I just tested and it turns out that /fp:fast=2 is ~0.3% faster (IMHO it is within statistical error).
...

I'll give it a try.

aoTuVbeta6.02

Reply #32
Quote
I just tested and it turns out that /fp:fast=2 is ~0.3% faster (IMHO it is within statistical error).

But how about sound quality? Is it affected? You know, 0.3% ain't much.

aoTuVbeta6.02

Reply #33
Destroid: can you patch oggenc2 from Rarewares with iccpatch utility (several are mentioned on this page) and test again?
I am sorry to inform that I have not tried compiling these encoders before.
But... I can concur with your some of your other benches:
Quote
My tests (Core2 Q9300 @2.5 GHz):
CODE
venc: 20.9x realtime
...
My compiles of oggenc2 without code from Lancer:
32-bit: 34.2x

If in regards to the ICL "bias" in disfavor of AMD, I'm not 100% sure if this is the case.

Would it be worth asking john33 like to attempt compiles of MSVC that used SSE/2? I thought the generic compile only ended at ASM (just an half-wit suggestion).

edit: lvqcl- just realized it is patch, not compiler thing, report back when later. Also, I seem to recall something about 'early' SSE2 vs. 'true' SSE2 instruction  after all, this is early Athlon64 processor and dilapidated :\

edit2: quick test of iccpatch definitely improved Rarewares P4 compile on my AMD about 15-20 percent at default Vorbis rate -q 3 setting.
"Something bothering you, Mister Spock?"

aoTuVbeta6.02

Reply #34
Back with a new batch of test results. Same commentary track as previous test in this thread but at -q3 (still overkill bitrate).

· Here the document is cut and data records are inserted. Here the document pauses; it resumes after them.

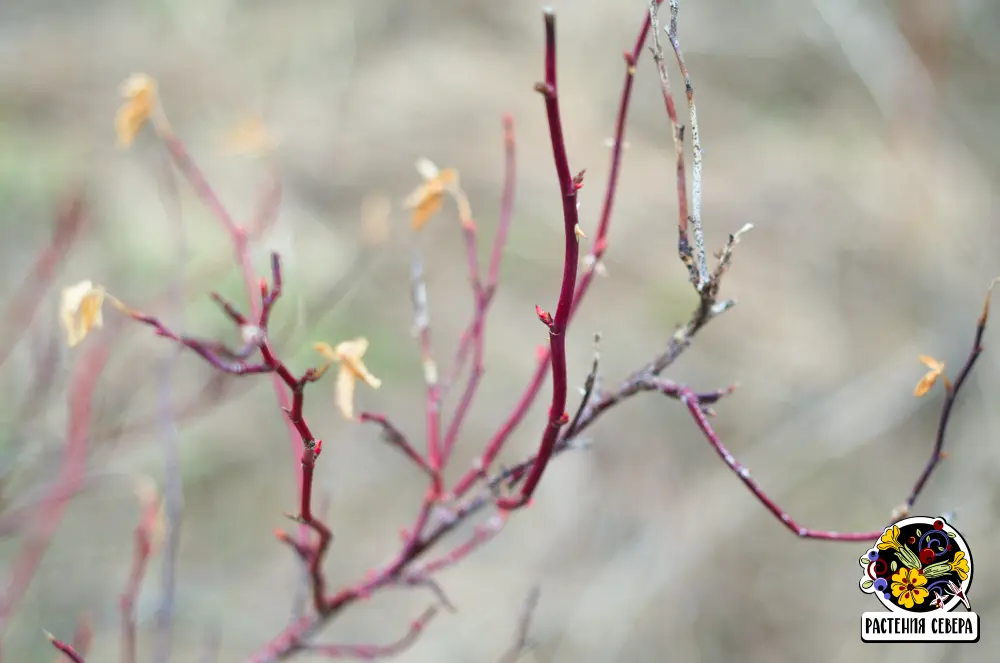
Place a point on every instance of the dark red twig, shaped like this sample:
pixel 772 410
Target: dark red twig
pixel 937 452
pixel 600 245
pixel 372 652
pixel 142 549
pixel 66 649
pixel 568 186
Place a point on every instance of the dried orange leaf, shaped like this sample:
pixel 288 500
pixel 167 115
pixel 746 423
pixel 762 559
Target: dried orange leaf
pixel 927 381
pixel 140 99
pixel 352 369
pixel 344 393
pixel 80 310
pixel 428 206
pixel 251 138
pixel 375 212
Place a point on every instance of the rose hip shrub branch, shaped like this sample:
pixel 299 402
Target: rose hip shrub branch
pixel 485 496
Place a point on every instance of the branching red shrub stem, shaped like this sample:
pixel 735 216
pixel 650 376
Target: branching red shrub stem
pixel 481 488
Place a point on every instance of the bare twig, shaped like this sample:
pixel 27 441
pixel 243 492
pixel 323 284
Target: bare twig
pixel 523 627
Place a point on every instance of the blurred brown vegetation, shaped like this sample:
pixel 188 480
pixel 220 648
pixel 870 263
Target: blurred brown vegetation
pixel 859 137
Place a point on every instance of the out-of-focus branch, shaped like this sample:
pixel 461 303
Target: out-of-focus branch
pixel 86 373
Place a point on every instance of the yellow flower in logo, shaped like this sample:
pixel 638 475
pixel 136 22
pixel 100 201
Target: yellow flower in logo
pixel 908 587
pixel 890 539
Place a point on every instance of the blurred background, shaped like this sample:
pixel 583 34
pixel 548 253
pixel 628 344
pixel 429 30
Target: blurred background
pixel 860 138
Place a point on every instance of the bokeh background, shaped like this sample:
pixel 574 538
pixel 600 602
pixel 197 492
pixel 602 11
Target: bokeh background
pixel 859 137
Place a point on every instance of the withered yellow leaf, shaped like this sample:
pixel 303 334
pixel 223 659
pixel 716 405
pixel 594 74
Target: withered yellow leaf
pixel 140 99
pixel 80 310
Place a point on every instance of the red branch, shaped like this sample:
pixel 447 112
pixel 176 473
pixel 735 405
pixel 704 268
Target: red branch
pixel 568 185
pixel 141 551
pixel 439 515
pixel 527 398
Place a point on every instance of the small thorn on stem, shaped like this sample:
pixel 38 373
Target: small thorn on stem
pixel 545 89
pixel 544 316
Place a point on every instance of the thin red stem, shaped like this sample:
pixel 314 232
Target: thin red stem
pixel 571 258
pixel 86 374
pixel 496 443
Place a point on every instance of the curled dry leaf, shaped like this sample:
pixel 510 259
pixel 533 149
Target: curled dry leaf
pixel 250 138
pixel 349 354
pixel 936 370
pixel 139 105
pixel 80 310
pixel 375 213
pixel 426 200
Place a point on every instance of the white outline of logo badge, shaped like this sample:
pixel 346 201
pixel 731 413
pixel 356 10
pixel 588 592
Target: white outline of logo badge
pixel 907 625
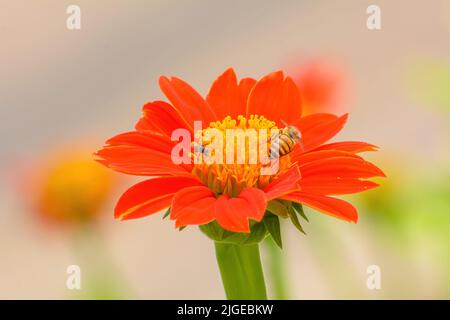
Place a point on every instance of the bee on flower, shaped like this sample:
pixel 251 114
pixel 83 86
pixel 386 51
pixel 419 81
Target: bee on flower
pixel 235 195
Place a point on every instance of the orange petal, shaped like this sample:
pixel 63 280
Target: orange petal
pixel 186 100
pixel 335 186
pixel 150 140
pixel 257 201
pixel 233 214
pixel 275 97
pixel 349 146
pixel 193 206
pixel 161 117
pixel 150 196
pixel 311 156
pixel 335 207
pixel 245 86
pixel 318 128
pixel 141 161
pixel 341 167
pixel 225 96
pixel 287 183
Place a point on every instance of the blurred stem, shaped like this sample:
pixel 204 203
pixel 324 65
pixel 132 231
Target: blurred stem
pixel 276 270
pixel 101 278
pixel 241 271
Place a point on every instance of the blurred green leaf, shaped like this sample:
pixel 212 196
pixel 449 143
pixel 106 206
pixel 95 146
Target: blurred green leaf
pixel 272 224
pixel 294 219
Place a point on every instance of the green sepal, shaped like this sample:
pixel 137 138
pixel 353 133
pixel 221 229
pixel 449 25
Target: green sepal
pixel 299 209
pixel 215 232
pixel 166 214
pixel 294 219
pixel 277 207
pixel 272 223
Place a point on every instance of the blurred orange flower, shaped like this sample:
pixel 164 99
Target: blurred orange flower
pixel 233 194
pixel 71 188
pixel 323 86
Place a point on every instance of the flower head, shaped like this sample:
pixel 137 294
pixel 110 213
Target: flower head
pixel 232 194
pixel 71 189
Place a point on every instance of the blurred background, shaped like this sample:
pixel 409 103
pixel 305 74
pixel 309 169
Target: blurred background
pixel 63 92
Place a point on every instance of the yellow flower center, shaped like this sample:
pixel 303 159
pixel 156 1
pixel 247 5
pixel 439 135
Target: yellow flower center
pixel 231 155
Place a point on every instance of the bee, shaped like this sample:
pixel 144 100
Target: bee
pixel 284 141
pixel 201 150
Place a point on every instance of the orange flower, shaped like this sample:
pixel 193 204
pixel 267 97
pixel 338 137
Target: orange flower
pixel 233 194
pixel 71 189
pixel 323 86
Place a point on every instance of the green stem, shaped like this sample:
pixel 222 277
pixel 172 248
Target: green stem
pixel 241 271
pixel 276 270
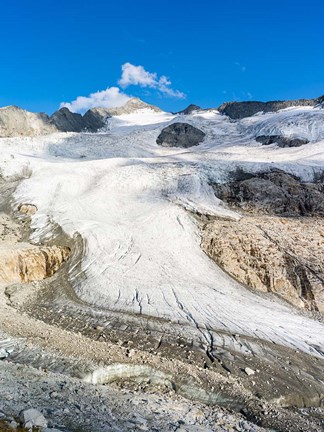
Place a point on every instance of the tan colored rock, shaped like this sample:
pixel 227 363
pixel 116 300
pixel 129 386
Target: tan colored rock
pixel 24 265
pixel 272 254
pixel 27 209
pixel 15 121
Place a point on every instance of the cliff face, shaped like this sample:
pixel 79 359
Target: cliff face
pixel 270 254
pixel 15 121
pixel 24 265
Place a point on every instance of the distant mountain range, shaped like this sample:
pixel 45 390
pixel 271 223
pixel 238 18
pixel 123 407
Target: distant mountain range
pixel 15 121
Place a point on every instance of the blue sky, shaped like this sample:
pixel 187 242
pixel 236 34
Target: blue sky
pixel 53 51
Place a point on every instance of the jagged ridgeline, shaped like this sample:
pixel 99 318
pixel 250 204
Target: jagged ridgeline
pixel 15 121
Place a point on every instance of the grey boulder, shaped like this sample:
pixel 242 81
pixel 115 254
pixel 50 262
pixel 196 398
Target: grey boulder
pixel 190 109
pixel 180 135
pixel 66 121
pixel 239 110
pixel 31 418
pixel 281 141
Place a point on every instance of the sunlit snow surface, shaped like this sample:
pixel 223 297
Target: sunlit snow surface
pixel 128 197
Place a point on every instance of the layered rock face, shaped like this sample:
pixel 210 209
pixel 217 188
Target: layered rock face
pixel 274 192
pixel 282 254
pixel 180 135
pixel 279 255
pixel 24 265
pixel 239 110
pixel 15 121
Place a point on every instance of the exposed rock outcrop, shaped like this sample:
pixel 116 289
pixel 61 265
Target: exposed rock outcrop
pixel 274 192
pixel 27 209
pixel 279 255
pixel 190 109
pixel 19 264
pixel 281 141
pixel 66 121
pixel 180 135
pixel 15 121
pixel 95 120
pixel 239 110
pixel 133 105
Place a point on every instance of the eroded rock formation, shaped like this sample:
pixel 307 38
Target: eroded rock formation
pixel 24 265
pixel 279 255
pixel 15 121
pixel 273 192
pixel 239 110
pixel 180 135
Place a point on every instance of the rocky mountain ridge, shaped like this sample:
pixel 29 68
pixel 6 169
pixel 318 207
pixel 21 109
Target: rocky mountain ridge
pixel 15 121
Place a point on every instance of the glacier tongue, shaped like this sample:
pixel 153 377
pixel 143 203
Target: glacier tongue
pixel 128 198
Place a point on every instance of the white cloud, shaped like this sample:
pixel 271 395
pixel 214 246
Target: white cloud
pixel 111 97
pixel 137 75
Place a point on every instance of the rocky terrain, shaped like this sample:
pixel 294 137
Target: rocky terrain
pixel 163 287
pixel 15 121
pixel 180 135
pixel 239 110
pixel 272 254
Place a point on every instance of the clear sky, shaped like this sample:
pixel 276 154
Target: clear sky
pixel 53 51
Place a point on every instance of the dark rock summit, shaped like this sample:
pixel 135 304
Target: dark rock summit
pixel 180 135
pixel 190 109
pixel 274 192
pixel 239 110
pixel 66 121
pixel 281 141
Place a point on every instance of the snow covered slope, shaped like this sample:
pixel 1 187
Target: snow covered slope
pixel 128 197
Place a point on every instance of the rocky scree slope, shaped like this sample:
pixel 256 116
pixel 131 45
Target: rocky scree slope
pixel 239 110
pixel 282 254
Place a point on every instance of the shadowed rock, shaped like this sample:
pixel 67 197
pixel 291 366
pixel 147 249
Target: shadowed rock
pixel 281 141
pixel 66 121
pixel 180 135
pixel 274 192
pixel 15 121
pixel 272 254
pixel 190 109
pixel 239 110
pixel 95 120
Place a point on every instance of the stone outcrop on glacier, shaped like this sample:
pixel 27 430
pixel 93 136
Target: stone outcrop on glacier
pixel 15 121
pixel 239 110
pixel 66 121
pixel 281 141
pixel 273 192
pixel 272 254
pixel 24 265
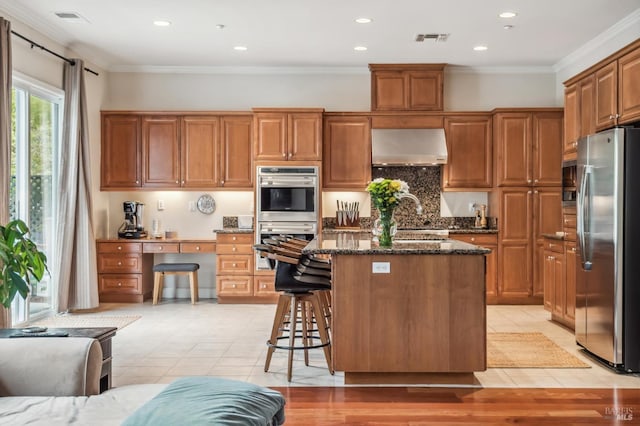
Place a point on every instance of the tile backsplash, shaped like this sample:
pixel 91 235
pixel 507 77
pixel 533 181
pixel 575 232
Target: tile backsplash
pixel 424 183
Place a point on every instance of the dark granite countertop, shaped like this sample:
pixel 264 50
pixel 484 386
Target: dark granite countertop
pixel 234 231
pixel 362 244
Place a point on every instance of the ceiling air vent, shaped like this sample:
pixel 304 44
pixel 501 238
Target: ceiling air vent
pixel 71 17
pixel 433 36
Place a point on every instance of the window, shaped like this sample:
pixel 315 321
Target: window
pixel 36 112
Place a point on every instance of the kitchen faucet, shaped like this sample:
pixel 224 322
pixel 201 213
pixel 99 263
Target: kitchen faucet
pixel 415 200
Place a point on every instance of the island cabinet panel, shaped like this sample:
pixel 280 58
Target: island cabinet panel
pixel 470 163
pixel 121 166
pixel 346 161
pixel 427 315
pixel 489 241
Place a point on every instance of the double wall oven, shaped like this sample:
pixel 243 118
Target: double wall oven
pixel 287 202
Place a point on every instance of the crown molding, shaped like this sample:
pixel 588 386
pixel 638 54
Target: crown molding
pixel 632 21
pixel 238 70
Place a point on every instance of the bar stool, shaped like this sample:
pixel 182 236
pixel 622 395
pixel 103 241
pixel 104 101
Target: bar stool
pixel 302 303
pixel 162 269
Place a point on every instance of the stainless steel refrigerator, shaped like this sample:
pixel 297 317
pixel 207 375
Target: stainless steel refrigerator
pixel 608 259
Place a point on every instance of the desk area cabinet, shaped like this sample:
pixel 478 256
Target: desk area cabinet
pixel 125 267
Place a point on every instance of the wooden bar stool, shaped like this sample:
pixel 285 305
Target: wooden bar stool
pixel 162 269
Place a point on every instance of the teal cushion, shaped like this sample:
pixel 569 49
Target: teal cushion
pixel 211 401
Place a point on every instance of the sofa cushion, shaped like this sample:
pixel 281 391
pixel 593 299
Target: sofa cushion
pixel 211 401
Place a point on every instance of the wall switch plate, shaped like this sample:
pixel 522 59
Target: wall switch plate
pixel 381 267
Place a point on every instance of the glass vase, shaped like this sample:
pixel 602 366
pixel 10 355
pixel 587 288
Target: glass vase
pixel 385 227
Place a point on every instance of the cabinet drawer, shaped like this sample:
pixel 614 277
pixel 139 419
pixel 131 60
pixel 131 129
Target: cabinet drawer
pixel 263 286
pixel 234 239
pixel 234 249
pixel 125 284
pixel 234 286
pixel 226 264
pixel 119 263
pixel 477 239
pixel 161 247
pixel 554 246
pixel 119 247
pixel 197 247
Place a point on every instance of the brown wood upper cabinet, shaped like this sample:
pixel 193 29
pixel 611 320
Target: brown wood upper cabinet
pixel 618 91
pixel 121 148
pixel 579 112
pixel 151 151
pixel 413 87
pixel 347 152
pixel 529 147
pixel 469 145
pixel 288 134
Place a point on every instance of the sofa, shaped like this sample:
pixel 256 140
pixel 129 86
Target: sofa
pixel 55 381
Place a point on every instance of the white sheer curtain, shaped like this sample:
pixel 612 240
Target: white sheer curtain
pixel 5 134
pixel 76 266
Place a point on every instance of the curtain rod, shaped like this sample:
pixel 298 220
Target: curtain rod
pixel 33 43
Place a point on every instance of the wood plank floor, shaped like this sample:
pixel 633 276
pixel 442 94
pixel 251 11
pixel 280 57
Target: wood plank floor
pixel 459 406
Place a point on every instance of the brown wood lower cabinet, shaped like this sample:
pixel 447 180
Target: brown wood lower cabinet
pixel 559 280
pixel 489 241
pixel 124 273
pixel 235 282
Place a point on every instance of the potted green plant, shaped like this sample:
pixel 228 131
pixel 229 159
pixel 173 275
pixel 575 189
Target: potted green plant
pixel 21 262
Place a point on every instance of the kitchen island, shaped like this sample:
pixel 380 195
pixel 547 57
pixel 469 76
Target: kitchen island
pixel 413 313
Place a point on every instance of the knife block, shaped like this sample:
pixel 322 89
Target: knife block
pixel 344 221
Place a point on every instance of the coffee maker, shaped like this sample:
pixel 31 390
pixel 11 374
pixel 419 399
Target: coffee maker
pixel 132 226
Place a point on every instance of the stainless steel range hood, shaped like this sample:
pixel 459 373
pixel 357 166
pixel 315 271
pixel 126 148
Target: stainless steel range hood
pixel 408 147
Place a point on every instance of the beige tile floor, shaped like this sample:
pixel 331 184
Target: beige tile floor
pixel 176 339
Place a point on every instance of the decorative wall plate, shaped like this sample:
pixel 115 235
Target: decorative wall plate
pixel 206 204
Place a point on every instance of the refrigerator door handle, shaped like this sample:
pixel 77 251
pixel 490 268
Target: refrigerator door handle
pixel 585 231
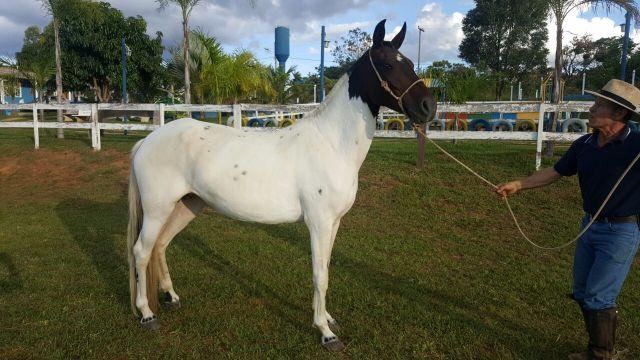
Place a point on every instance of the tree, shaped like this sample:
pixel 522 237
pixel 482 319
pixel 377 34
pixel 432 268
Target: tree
pixel 349 48
pixel 240 77
pixel 91 34
pixel 507 37
pixel 35 61
pixel 56 8
pixel 205 53
pixel 559 9
pixel 280 81
pixel 186 6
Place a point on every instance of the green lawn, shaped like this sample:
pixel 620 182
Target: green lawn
pixel 427 264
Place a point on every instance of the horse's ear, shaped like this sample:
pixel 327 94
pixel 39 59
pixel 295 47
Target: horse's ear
pixel 378 34
pixel 399 38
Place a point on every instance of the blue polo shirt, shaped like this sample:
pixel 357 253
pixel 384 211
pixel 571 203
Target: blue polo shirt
pixel 599 169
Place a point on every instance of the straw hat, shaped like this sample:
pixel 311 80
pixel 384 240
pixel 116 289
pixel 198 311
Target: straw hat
pixel 621 93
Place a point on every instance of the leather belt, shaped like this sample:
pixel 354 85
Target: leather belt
pixel 618 219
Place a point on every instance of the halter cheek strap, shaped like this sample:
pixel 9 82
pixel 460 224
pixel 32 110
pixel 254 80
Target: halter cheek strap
pixel 386 87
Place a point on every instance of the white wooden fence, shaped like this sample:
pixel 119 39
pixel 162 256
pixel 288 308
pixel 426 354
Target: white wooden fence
pixel 159 109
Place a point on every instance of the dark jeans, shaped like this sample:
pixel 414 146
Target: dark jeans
pixel 603 257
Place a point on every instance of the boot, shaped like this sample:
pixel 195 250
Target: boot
pixel 602 333
pixel 585 354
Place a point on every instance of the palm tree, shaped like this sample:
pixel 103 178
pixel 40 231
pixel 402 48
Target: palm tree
pixel 186 6
pixel 280 80
pixel 559 9
pixel 239 76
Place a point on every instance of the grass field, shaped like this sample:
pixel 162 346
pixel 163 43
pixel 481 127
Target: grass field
pixel 427 264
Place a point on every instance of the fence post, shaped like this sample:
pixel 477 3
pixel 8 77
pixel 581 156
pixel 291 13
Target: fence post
pixel 36 131
pixel 540 136
pixel 161 112
pixel 237 116
pixel 95 128
pixel 421 147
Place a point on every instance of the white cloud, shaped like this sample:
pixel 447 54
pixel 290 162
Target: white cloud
pixel 441 37
pixel 577 25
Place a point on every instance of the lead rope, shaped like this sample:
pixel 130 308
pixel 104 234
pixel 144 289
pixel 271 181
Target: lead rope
pixel 593 218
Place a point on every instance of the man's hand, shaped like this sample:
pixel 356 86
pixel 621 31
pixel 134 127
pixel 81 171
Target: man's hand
pixel 509 188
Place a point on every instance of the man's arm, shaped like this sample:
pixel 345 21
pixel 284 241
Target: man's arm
pixel 541 178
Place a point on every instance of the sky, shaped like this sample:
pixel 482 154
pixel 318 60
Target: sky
pixel 238 25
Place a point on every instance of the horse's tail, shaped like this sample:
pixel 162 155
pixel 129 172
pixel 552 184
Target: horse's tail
pixel 133 231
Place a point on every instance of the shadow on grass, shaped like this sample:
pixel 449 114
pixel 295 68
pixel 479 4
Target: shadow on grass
pixel 99 229
pixel 277 303
pixel 460 312
pixel 12 281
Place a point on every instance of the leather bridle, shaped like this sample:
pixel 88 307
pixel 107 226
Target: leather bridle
pixel 385 85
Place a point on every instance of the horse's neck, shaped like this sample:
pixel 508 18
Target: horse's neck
pixel 346 123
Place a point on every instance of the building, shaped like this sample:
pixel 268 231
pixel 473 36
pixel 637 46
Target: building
pixel 14 88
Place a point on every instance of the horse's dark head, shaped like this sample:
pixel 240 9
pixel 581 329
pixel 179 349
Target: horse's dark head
pixel 385 77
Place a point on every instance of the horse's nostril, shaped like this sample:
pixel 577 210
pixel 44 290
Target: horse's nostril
pixel 425 106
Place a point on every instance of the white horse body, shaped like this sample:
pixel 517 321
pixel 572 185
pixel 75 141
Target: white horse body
pixel 261 176
pixel 308 171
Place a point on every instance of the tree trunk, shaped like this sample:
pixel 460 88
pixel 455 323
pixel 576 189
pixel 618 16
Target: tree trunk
pixel 56 30
pixel 557 86
pixel 187 78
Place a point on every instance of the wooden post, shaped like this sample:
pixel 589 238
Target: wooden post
pixel 421 147
pixel 161 112
pixel 237 116
pixel 95 128
pixel 36 131
pixel 540 136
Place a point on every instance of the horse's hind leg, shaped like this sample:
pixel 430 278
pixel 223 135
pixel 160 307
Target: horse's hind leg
pixel 333 323
pixel 185 211
pixel 152 225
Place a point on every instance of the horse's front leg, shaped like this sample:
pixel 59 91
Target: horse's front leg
pixel 321 231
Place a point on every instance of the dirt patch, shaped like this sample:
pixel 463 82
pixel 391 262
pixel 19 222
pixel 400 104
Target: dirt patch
pixel 48 174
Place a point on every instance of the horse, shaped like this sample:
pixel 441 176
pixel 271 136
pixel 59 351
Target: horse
pixel 311 173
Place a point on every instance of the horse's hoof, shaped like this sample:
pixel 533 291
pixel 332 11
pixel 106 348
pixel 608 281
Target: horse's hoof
pixel 170 305
pixel 150 323
pixel 334 326
pixel 332 344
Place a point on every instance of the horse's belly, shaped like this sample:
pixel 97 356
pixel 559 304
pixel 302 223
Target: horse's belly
pixel 256 206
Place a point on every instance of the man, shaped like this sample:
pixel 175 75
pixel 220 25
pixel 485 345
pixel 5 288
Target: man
pixel 606 251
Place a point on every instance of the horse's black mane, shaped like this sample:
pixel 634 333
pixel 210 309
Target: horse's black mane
pixel 359 81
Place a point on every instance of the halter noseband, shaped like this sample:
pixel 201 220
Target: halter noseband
pixel 386 87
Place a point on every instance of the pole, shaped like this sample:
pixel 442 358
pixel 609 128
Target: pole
pixel 322 36
pixel 420 30
pixel 124 78
pixel 625 47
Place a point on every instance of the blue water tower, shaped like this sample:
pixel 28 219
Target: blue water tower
pixel 282 45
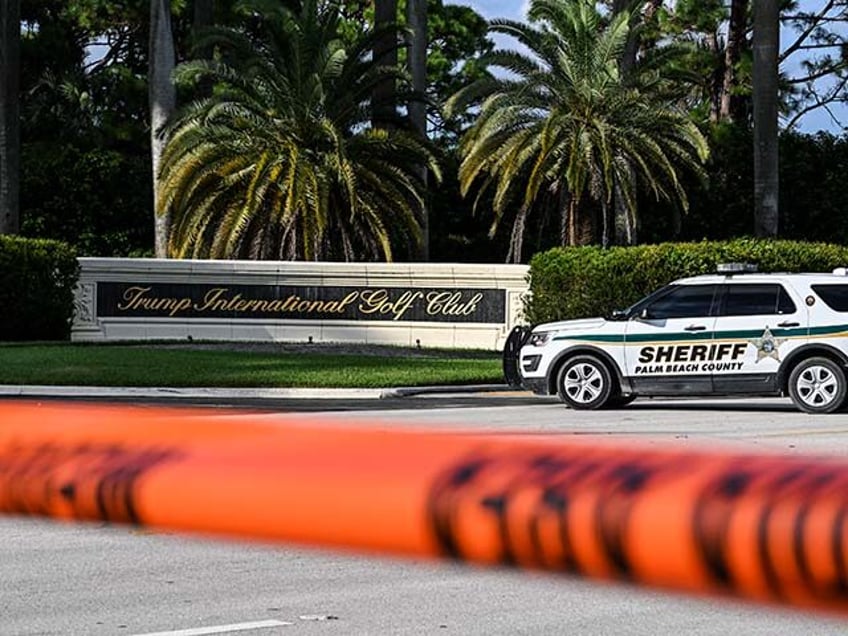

Threw in blacksword lancer, which I included only as a perspective on optimizations.
Code: [Select]
Oggenc 2.83 aoTuv 5 Lancer 20061103 SSE2	31.956x	  89.0 kb/s
Oggenc 2.87 aoTuv 6.03 lvqcl SSE2 25.679x  89.9 kb/s
OggEnc 2.87 aoTuV 6.03 john33 P4 w/ICCPATCH 20.078x   89.9 kb/s
Venc aoTuV 6.03 13.381x   89.9 kb/s
OggEnc 2.87 aoTuV 6.03 john33 P4 12.335x   89.9 kb/s
The ICCPATCH really does have quite an impact on this particular AMD processor running Rarewares P4 compile.
"Something bothering you, Mister Spock?"

aoTuVbeta6.02

Reply #35
I re-ran the Vorbis tests again, this time at -q2. Tested effect of ICCpatch on lvqcl's compile and changed to last Blacksword compile (1 whole week newer). I was also curious to test LAME compiles from Rarewares with ICCpatch. Here's the results:

Code: [Select]
using test WAV 16bit, 48KHz, 2ch, 1,025,507,372 bytes

encoder & version  (all run at -q2)            time    rate    filesize
_____________________________________________  ______  _______  ________________
Oggenc 2.83 aoTuv 5 Lancer 20061110 SSE2      2m 57s  30.196x  52,521,704 bytes
Oggenc 2.87 aoTuv 6.03 lvqcl SSE2              3m 27s  25.801x  51,621,665 bytes
Oggenc 2.87 aoTuv 6.03 lvqcl SSE2 w/ICCpatch  3m 34s  24.959x  51,621,665 bytes
OggEnc 2.87 aoTuV 6.03 john33 P4 w/ICCpatch    4m 30s  19.782x  51,621,285 bytes
Venc aoTuV 6.03                                6m 22s  13.978x  51,621,326 bytes
OggEnc 2.87 aoTuV 6.03 john33 P4              7m 10s  12.421x  51,621,530 bytes

Foobar2000 bit-compare tracks:
OGG files of lvqcl patched vs. unpatched = No differences in decoded data found
OGG files of john33 patched vs. unpatched = Differences found: 47294972 sample(s), starting at 3.2973333 second(s), peak: 0.0511622 at 4980.8489065 second(s), 2ch


version (all run at -V6)      time    rate    filesize
___________________________  ______  _______  ________________
LAME 3.98.4                  4m 52s  18.256x  60,421,848 bytes
LAME 3.98.4 (ICCpatch)      4m 46s  18.673x  60,421,848 bytes
LAME 3.99 beta 0            6m 29s  13.706x  59,409,552 bytes
LAME 3.99 beta 0 (ICCpatch)  4m 36s  19.306x  59,409,552 bytes

Foobar2000 bit-compare tracks:
MP3 files of 3.98.4 patched vs. unpatched = No differences in decoded data found
MP3 files of 3.99 beta 0 patched vs. unpatched = No differences in decoded data found
"Something bothering you, Mister Spock?"

aoTuVbeta6.02

Reply #36
Code: [Select]
Oggenc 2.87 aoTuv 6.03 lvqcl SSE2        25.679x   89.9 kb/s
OggEnc 2.87 aoTuV 6.03 john33 P4 w/ICCPATCH    20.078x      89.9 kb/s

As I said, my compiles (with some optimizations from Lancer) are 25...30% faster than pure C code.  25.679/20.078 = 1.28, as expected.

Code: [Select]
OggEnc 2.87 aoTuV 6.03 john33 P4        12.335x      89.9 kb/s

IMHO using /arch:.... option in addition to (or instead of) /Qax...  should increase encoding speed on non-Intel processors.